To find the maximum kinetic energy of the emitted photoelectrons when light of frequency \(8 \times 10^{15} \, \text{Hz}\) is incident on a substance with a photoelectric work function of \(6.125 \, \text{eV}\), we can follow these steps: ### Step 1: Calculate the energy of the incident photons The energy \(E\) of a photon can be calculated using the formula: \[ E = h \nu \] where: - \(h\) is Planck's constant, \(h = 6.626 \times 10^{-34} \, \text{J s}\) - \(\nu\) is the frequency of the light, \(\nu = 8 \times 10^{15} \, \text{Hz}\) Substituting the values: \[ E = (6.626 \times 10^{-34} \, \text{J s}) \times (8 \times 10^{15} \, \text{Hz}) \] ### Step 2: Calculate the energy in joules Calculating the above expression: \[ E = 6.626 \times 8 \times 10^{-34 + 15} = 53.008 \times 10^{-19} \, \text{J} \] ### Step 3: Convert the energy from joules to electron volts To convert joules to electron volts, we use the conversion factor \(1 \, \text{eV} = 1.6 \times 10^{-19} \, \text{J}\): \[ E \, (\text{in eV}) = \frac{53.008 \times 10^{-19} \, \text{J}}{1.6 \times 10^{-19} \, \text{J/eV}} \approx 33.13 \, \text{eV} \] ### Step 4: Calculate the maximum kinetic energy of the emitted photoelectrons The maximum kinetic energy \(K_{\text{max}}\) of the emitted photoelectrons is given by: \[ K_{\text{max}} = E - \phi \] where \(\phi\) is the work function of the substance.

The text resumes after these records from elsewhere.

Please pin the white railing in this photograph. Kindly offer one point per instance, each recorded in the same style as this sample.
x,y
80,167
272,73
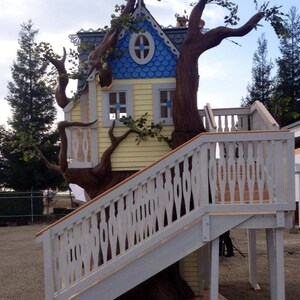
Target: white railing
x,y
78,143
255,117
255,174
297,185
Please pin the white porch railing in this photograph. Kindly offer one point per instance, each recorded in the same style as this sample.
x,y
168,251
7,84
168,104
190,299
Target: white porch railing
x,y
297,183
256,174
255,117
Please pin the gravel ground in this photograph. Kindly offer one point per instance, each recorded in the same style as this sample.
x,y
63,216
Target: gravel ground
x,y
22,278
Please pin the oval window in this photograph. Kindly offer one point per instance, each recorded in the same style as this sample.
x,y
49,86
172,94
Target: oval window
x,y
141,47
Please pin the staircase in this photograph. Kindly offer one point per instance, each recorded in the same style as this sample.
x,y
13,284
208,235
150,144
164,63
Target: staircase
x,y
226,178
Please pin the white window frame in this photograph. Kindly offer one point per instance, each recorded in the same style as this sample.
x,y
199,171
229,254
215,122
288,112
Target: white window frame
x,y
127,89
157,88
133,48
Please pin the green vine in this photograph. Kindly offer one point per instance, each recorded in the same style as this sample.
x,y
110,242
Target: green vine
x,y
144,131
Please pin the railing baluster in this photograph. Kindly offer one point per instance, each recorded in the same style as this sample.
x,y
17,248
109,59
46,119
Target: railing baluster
x,y
103,233
177,190
212,172
250,172
222,172
195,178
260,175
112,230
168,190
231,171
241,172
186,184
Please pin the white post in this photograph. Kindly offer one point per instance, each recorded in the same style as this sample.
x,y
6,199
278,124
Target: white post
x,y
275,248
252,258
48,267
214,275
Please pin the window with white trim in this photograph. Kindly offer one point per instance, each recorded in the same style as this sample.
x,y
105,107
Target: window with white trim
x,y
163,102
116,103
141,47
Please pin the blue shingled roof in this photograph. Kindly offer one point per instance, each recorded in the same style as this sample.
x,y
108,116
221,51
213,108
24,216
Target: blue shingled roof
x,y
162,64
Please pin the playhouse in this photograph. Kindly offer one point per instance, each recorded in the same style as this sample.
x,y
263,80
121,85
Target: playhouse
x,y
238,174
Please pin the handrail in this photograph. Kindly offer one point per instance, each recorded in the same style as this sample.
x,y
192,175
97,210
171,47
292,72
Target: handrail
x,y
182,184
264,115
203,137
210,120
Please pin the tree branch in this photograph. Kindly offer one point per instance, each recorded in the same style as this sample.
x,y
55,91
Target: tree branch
x,y
195,17
104,167
62,79
215,36
109,42
63,163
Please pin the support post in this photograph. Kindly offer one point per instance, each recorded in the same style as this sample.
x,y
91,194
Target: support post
x,y
275,247
204,271
214,275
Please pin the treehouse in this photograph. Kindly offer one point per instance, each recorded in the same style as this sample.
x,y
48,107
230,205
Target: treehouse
x,y
239,172
143,82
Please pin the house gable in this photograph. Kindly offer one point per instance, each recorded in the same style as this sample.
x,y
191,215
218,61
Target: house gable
x,y
161,52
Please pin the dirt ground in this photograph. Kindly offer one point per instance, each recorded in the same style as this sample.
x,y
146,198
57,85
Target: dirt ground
x,y
22,278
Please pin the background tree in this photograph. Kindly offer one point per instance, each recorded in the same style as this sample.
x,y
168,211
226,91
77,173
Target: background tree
x,y
187,122
286,102
261,87
33,114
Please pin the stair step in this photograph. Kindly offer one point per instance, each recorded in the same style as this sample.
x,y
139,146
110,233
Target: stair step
x,y
206,296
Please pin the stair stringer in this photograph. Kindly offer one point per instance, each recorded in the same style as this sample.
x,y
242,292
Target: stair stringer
x,y
141,262
152,256
215,224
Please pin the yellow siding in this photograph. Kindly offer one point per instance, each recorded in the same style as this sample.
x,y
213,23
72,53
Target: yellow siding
x,y
75,113
190,269
129,155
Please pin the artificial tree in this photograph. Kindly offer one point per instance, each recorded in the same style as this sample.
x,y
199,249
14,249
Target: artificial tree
x,y
187,122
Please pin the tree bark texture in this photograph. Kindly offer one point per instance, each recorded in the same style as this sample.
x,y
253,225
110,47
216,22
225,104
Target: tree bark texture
x,y
167,284
186,117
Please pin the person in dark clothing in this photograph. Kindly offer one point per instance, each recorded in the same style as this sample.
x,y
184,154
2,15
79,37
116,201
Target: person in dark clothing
x,y
225,241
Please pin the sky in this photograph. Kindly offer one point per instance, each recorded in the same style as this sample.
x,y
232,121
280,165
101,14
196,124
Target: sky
x,y
225,71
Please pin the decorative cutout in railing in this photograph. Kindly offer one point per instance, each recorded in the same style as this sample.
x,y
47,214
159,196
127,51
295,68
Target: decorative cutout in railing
x,y
252,173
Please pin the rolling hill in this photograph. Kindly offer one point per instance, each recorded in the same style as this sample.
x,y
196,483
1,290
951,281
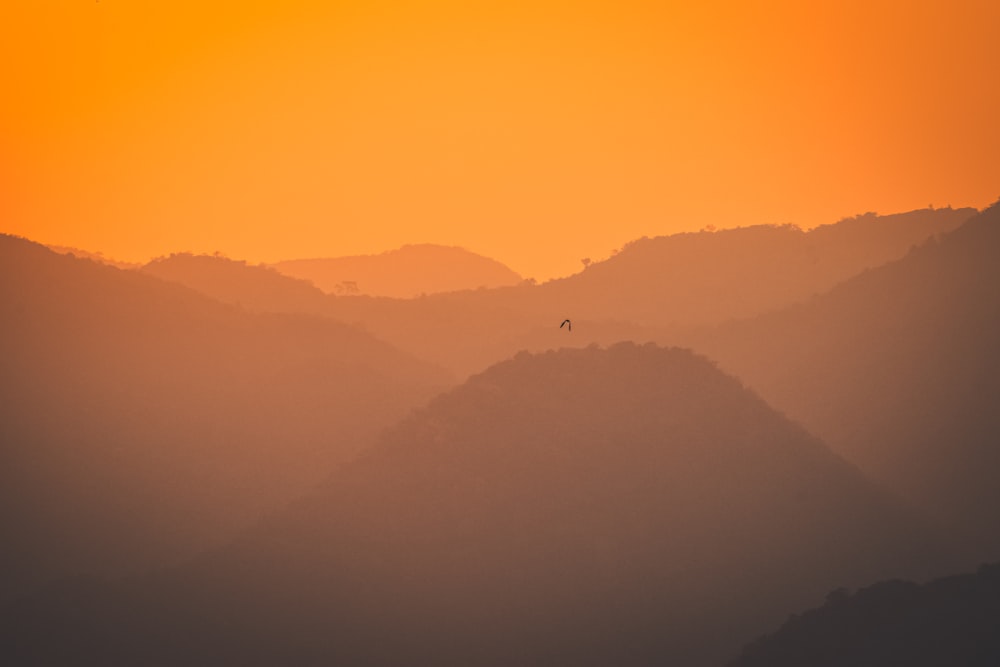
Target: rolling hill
x,y
406,272
143,422
898,370
627,506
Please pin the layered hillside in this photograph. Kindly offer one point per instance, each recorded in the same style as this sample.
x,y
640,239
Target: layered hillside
x,y
899,371
650,290
142,422
255,288
627,506
402,273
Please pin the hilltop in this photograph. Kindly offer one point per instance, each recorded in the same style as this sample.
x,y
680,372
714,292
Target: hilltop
x,y
621,506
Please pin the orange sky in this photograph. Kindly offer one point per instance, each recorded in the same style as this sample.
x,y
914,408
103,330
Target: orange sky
x,y
537,133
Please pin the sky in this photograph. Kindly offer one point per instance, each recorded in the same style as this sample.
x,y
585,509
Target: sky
x,y
537,133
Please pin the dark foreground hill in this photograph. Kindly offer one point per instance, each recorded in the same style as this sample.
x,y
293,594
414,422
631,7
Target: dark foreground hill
x,y
141,422
899,371
946,622
628,506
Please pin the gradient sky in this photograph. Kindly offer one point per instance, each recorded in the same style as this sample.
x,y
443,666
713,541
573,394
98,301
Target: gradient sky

Substituting the values: \[ K_{\text{max}} = 33.13 \, \text{eV} - 6.125 \, \text{eV} \approx 26.995 \, \text{eV} \] ### Step 5: Round off the answer Rounding off gives us: \[ K_{\text{max}} \approx 27 \, \text{eV} \] Thus, the maximum kinetic energy of the emitted photoelectrons is approximately \(27 \, \text{eV}\).